Found 4 comments on HN
gouranga · 2012-05-01 · Original thread
The ORM layer does give you ACID or rather it doesn't take it away. It does joins and transactions. It's just an abstraction. I suggest you read up on PoEEA [1] as I don't think you understand what an ORM is properly or you've had experience of some rubbish ones like ActiveRecord or Django's ORM. See Unit of Work pattern, identity map etc to start with and work back.

NHibernate, SQLAlchemy, Hibernate are where you need to look and compare.

The ORM does a few joins where a performance gain is possible but we avoid them though as they are expensive on IO and transfer.

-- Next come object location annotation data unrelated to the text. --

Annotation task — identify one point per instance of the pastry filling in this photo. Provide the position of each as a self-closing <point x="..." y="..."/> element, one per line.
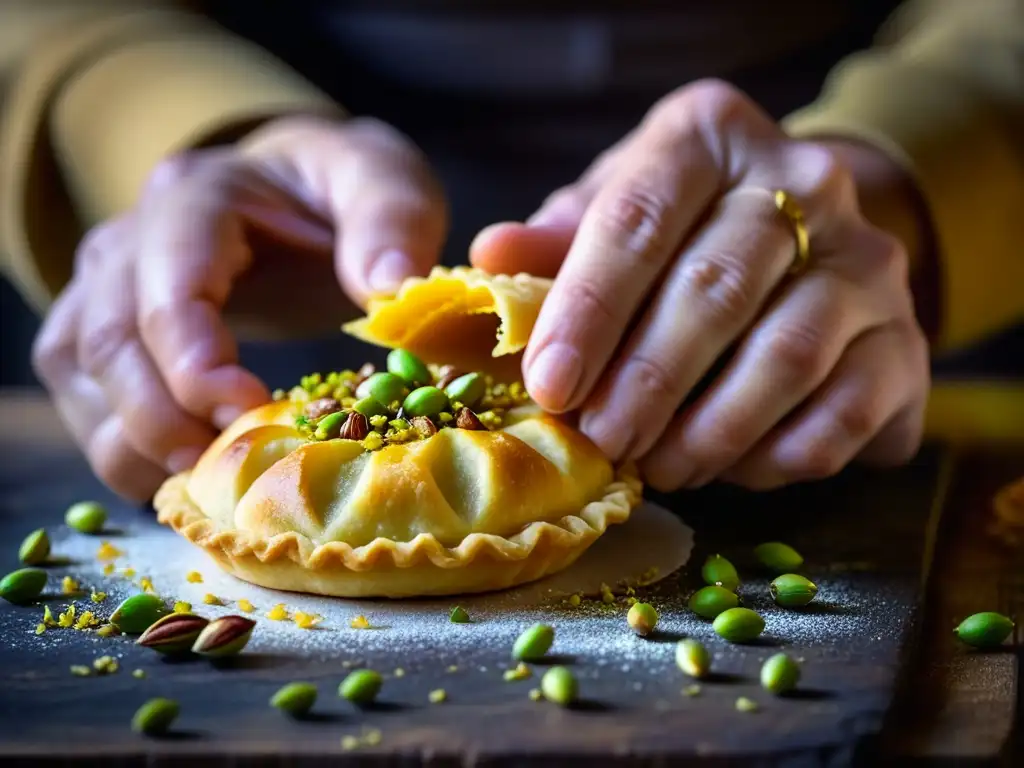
<point x="411" y="400"/>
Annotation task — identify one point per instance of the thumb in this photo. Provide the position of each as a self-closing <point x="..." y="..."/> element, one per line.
<point x="512" y="248"/>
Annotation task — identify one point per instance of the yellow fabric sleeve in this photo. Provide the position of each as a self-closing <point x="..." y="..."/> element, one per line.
<point x="943" y="94"/>
<point x="93" y="98"/>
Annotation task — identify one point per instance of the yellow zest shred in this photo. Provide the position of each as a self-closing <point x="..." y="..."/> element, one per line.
<point x="278" y="613"/>
<point x="520" y="672"/>
<point x="306" y="621"/>
<point x="108" y="551"/>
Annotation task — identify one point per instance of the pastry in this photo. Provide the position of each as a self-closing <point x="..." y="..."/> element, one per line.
<point x="437" y="476"/>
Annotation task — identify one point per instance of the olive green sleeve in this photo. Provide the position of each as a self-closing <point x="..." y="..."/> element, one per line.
<point x="92" y="96"/>
<point x="943" y="94"/>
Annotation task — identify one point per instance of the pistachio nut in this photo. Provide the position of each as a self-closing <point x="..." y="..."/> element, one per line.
<point x="985" y="630"/>
<point x="361" y="686"/>
<point x="35" y="549"/>
<point x="779" y="674"/>
<point x="792" y="591"/>
<point x="355" y="427"/>
<point x="330" y="426"/>
<point x="642" y="619"/>
<point x="778" y="557"/>
<point x="320" y="408"/>
<point x="223" y="637"/>
<point x="692" y="657"/>
<point x="738" y="625"/>
<point x="295" y="698"/>
<point x="534" y="643"/>
<point x="466" y="419"/>
<point x="408" y="367"/>
<point x="559" y="686"/>
<point x="370" y="407"/>
<point x="385" y="388"/>
<point x="174" y="634"/>
<point x="467" y="389"/>
<point x="425" y="401"/>
<point x="23" y="585"/>
<point x="86" y="517"/>
<point x="137" y="613"/>
<point x="155" y="717"/>
<point x="710" y="601"/>
<point x="719" y="571"/>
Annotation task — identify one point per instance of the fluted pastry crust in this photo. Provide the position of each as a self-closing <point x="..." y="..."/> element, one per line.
<point x="461" y="511"/>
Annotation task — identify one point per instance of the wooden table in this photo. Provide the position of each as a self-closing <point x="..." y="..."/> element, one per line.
<point x="897" y="688"/>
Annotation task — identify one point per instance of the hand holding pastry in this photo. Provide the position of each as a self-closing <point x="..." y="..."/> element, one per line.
<point x="708" y="229"/>
<point x="136" y="352"/>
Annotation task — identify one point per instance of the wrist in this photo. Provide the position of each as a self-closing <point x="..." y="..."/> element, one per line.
<point x="890" y="200"/>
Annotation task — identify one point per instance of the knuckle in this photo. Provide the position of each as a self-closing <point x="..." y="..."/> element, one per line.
<point x="799" y="348"/>
<point x="721" y="281"/>
<point x="636" y="218"/>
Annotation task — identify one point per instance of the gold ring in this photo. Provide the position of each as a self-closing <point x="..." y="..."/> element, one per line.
<point x="795" y="214"/>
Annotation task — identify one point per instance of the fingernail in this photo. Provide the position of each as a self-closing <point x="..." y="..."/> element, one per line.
<point x="224" y="416"/>
<point x="182" y="459"/>
<point x="388" y="270"/>
<point x="554" y="375"/>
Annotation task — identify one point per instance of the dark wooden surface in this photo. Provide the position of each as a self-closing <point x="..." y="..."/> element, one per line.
<point x="868" y="539"/>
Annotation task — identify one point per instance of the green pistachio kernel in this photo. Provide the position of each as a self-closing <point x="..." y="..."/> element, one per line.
<point x="642" y="619"/>
<point x="985" y="630"/>
<point x="779" y="674"/>
<point x="534" y="643"/>
<point x="23" y="585"/>
<point x="86" y="517"/>
<point x="330" y="425"/>
<point x="382" y="387"/>
<point x="361" y="686"/>
<point x="710" y="601"/>
<point x="559" y="685"/>
<point x="719" y="571"/>
<point x="295" y="698"/>
<point x="35" y="549"/>
<point x="467" y="389"/>
<point x="155" y="717"/>
<point x="738" y="625"/>
<point x="793" y="591"/>
<point x="778" y="557"/>
<point x="137" y="613"/>
<point x="408" y="367"/>
<point x="692" y="657"/>
<point x="370" y="407"/>
<point x="425" y="401"/>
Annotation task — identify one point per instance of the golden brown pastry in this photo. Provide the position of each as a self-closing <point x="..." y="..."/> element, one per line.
<point x="419" y="480"/>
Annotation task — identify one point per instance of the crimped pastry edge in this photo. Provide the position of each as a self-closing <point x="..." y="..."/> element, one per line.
<point x="423" y="566"/>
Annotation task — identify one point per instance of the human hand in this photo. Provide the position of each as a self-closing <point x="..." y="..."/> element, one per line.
<point x="136" y="352"/>
<point x="670" y="252"/>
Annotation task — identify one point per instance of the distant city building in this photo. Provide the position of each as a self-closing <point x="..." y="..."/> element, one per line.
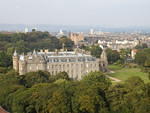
<point x="76" y="63"/>
<point x="76" y="37"/>
<point x="119" y="44"/>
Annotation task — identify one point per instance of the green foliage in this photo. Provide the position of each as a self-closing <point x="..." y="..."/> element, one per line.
<point x="5" y="59"/>
<point x="141" y="46"/>
<point x="93" y="94"/>
<point x="94" y="50"/>
<point x="112" y="56"/>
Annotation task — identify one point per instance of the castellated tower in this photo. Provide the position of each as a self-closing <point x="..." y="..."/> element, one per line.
<point x="22" y="65"/>
<point x="103" y="61"/>
<point x="15" y="61"/>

Most of our tables match the UI 1:1 and we populate these from the domain model when it is mutated or when we can afford it to be done (either directly or via message queues). Effectively they are materialized views which are updated when data changes or before it is required. Google CQRS.

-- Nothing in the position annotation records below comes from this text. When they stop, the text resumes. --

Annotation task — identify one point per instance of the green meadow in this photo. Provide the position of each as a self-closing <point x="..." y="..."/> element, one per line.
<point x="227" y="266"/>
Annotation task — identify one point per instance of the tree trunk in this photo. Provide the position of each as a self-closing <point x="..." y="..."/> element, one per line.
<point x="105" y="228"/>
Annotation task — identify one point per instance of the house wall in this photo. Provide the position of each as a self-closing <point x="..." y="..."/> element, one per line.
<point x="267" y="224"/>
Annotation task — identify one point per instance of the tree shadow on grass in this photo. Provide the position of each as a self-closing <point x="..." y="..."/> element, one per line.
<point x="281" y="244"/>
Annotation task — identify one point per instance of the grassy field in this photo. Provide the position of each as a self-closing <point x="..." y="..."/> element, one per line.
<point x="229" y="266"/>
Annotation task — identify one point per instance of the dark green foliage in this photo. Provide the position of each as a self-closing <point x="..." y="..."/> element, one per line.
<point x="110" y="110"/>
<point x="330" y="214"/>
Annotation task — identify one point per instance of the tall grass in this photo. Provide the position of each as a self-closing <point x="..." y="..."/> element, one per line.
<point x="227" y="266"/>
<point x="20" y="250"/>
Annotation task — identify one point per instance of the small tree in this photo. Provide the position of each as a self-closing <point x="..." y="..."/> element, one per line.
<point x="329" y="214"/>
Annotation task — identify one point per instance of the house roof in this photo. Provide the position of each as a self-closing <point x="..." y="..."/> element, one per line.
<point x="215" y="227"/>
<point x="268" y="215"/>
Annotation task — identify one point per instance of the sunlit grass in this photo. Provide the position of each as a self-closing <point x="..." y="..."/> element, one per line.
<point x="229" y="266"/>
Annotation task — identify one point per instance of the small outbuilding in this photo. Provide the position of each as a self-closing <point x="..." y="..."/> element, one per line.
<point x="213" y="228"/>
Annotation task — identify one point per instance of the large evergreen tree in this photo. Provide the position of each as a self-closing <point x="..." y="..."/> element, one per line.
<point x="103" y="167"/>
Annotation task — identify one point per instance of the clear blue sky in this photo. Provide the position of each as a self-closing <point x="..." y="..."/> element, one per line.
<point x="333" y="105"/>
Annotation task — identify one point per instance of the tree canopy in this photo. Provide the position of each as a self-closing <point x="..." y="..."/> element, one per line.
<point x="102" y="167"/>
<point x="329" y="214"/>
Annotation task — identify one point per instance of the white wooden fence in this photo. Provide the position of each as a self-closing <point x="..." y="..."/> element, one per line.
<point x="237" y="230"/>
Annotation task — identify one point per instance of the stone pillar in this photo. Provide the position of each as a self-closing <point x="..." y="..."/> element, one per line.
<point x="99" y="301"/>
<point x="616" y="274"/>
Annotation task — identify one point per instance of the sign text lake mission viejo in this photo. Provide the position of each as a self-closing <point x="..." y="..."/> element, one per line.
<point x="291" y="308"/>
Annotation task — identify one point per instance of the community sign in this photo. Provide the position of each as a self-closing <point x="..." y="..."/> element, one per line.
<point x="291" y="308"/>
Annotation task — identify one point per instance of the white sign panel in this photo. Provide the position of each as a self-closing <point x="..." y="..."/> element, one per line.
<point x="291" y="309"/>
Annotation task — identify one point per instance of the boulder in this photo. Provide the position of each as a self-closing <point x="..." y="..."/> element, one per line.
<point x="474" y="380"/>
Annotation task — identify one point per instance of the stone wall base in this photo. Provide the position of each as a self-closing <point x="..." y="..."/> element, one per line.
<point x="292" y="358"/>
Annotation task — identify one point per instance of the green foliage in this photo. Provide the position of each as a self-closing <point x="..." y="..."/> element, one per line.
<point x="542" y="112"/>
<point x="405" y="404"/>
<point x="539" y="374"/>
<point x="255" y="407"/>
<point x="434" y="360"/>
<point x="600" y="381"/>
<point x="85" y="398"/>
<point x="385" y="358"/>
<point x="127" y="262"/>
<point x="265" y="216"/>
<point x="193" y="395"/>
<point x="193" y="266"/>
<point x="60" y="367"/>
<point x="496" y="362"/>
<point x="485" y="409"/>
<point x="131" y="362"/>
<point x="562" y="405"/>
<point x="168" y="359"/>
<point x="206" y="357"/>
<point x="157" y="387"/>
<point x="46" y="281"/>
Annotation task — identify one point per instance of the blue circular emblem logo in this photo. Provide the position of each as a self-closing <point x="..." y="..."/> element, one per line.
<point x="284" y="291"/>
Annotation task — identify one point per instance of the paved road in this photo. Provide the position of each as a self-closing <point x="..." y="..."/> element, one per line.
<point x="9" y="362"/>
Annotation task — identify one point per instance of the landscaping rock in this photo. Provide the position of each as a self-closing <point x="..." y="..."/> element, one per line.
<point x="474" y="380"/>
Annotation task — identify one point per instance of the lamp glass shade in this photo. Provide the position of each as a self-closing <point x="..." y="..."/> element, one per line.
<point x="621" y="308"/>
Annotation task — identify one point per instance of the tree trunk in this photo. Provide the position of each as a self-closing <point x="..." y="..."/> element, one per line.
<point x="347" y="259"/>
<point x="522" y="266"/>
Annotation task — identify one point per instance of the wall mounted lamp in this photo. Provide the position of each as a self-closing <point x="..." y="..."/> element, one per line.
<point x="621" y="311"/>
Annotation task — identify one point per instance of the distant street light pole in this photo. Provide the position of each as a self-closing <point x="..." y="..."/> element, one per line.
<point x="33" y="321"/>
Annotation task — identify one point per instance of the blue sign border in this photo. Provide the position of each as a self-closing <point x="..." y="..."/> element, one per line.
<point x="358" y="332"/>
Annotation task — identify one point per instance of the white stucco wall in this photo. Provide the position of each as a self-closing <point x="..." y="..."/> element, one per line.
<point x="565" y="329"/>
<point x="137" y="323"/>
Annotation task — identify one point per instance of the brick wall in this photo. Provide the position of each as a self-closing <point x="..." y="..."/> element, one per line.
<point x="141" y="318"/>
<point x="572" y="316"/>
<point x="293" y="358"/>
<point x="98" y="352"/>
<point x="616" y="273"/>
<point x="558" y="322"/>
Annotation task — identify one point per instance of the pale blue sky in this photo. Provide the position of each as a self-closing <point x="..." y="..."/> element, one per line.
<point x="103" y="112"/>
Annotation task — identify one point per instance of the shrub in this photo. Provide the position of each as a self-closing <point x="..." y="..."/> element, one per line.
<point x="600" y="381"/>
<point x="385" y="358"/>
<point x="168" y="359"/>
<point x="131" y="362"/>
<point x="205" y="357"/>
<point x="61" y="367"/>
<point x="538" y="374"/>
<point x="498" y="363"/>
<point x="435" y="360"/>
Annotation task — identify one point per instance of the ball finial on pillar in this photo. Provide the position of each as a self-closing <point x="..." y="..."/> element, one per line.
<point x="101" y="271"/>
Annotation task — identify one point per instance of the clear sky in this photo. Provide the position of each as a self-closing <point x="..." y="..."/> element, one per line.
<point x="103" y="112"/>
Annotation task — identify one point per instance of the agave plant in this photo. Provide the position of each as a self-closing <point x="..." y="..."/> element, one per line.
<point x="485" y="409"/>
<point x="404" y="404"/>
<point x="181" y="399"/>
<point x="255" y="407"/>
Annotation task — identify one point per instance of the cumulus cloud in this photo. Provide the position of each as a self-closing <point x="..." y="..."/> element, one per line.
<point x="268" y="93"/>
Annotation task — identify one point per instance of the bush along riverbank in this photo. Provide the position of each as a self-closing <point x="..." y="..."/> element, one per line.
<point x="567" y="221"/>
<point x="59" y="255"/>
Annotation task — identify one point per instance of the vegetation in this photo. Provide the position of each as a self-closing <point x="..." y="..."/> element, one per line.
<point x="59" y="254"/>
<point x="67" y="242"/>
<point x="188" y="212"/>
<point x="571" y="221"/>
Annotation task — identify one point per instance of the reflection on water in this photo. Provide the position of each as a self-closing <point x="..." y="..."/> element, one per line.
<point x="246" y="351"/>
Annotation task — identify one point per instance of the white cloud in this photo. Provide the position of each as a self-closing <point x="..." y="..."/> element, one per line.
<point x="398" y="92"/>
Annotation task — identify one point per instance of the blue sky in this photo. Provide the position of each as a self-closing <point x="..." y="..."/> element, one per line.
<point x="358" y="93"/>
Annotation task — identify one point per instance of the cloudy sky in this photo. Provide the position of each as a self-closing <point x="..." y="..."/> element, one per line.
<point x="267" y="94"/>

I'm not suggesting NoSQL - just caution when using RDBMS features. I'm not an advocate of NoSQL.

[1] http://www.amazon.co.uk/Enterprise-Application-Architecture-...

robdoherty2 · 2011-11-21 · Original thread
This one is supposed to be good: Patterns of Enterprise Application Architecture, by Martin Fowler http://www.amazon.com/Patterns-Enterprise-Application-Archit...

I am trying to do the same thing as you, and I recently ordered this text based on a recommendation from a mentor.